As I understand pipe making, all the care in the world can be used in the selection of briar, and a sand pit appears when the bowl is turned.
For the artisan maker, he might keep on removing briar to get past that pit, or blast it, but in the larger pipe factories there’s only two options, filling or filling and branding it as something else, a sub brand.
One of my fascinations with Lee Star Grade pipes is that the customer (just like Kaywoodie customers in that day) picked a shape and then paid $5, $10, $15, or $25 for the star grade (they began at two stars after 1946).
You can cheat a customer occasionally, but usually only once, and it’s risky.
Kaywoodie had a raft of sub brands that sold for as little as fifty cents. Kaywoodie also sold rusticated pipes, carved pipes, and within the Kaywoodie line they created a Standard and “500” to preserve their Drinkless, Super Grain, and Flame Grain grades as premium products.

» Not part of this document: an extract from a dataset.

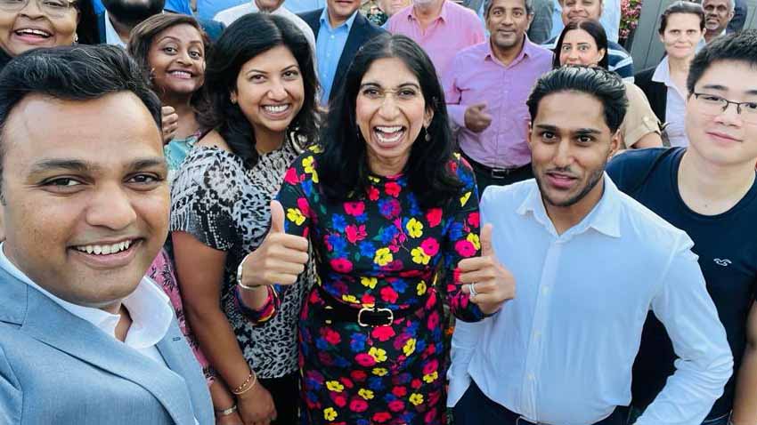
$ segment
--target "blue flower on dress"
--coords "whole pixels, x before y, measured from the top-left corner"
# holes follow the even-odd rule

Lee had only two sub brands I commonly see, Pipe Maker and Briarlee. There also was a Stroller sub brand, not often encountered.
A Pipe Maker will be a Lee with a dark stain, maybe some quirky looking briar, or some fills, maybe some carvings. I’d like to think they were Two of Three Star Seconds.
A Briarlee will be magnificently grained, but with a fill or two.
I think the Briarlee series were Four and Five Star seconds.
In any event a Briarlee is the best kept secret within the secret society of Lee pipe aficionados.